At this week's Create A Better You session I spoke about Blue Zones. If you've never heard the term before, simply put, Blue Zones refer to the five regions of the world where residents are most likely to live to 100 years young. These people also tend to be very healthy, with much lower rates of chronic diseases when compared with western societies - they're not just living, but thriving!
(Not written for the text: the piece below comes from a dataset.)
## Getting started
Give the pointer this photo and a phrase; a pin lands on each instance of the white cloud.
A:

At yesterday's session we covered the nine important similarities these communities share and simple tips for 'blue zoning' your life (check out Dan Buettner's Blue Zones website here for further information), but today I wanted to follow that up with a few recipes that adhere to the dietary principles commonly shared by these centenarians. For those that weren't at the session here's a quick recap:
1. Plant Based Diets
While most centenarians were not strict vegetarians, meat is typically only eaten about 5 times per month - and when it is, the serving sizes are small. Plants take centre stage at each meal, so try to make 90-95% of your diet vegetables (including a serve of greens each day), fruits, legumes and whole grains. Snack on nuts and seeds.
2. Be Mindful of Fish
The intake of fish varies dependent on Blue Zone, but falls between 0-3 serves per week. Modern day fish is unfortunately often laced with mercury, PCBs and other industrial pollutants. Fish ingest these chemicals and cannot excrete them from their bodies, so it builds up in the flesh. The larger a fish (and the higher up the food chain it is) the more likely its flesh will contain dangerous levels of these chemicals. It is because of these chemicals that fish are not recommended as part of the official Blue Zones® diet. If you choose to eat fish it would pay to familiarise yourself with the Food Standards Australia and New Zealand (FSANZ) guidelines regarding fish consumption.
3. Love your Legumes
Legumes (particularly fava beans, lentils, soy and black beans) are seen as the cornerstone of every longevity diet in the world. Aim for a cup of beans daily.
4, Whole Foods
Wherever you can eat whole, unprocessed foods. You won't see people in Blue Zones guzzling down on soft drinks and biscuits, or microwaving their store-bought frozen lasagnes. Added sugar is kept to a minimum - its used as a flavouring, not a food! Ideally go for the intact grain itself, but if having bread choose whole grain or traditional sourdoughs . Make your food at home most of the time - eating out and sweet or fatty foods are seen as treats and is reserved for special occasions. As the saying goes if it comes from a plant eat it, if it was made in a plant, don't!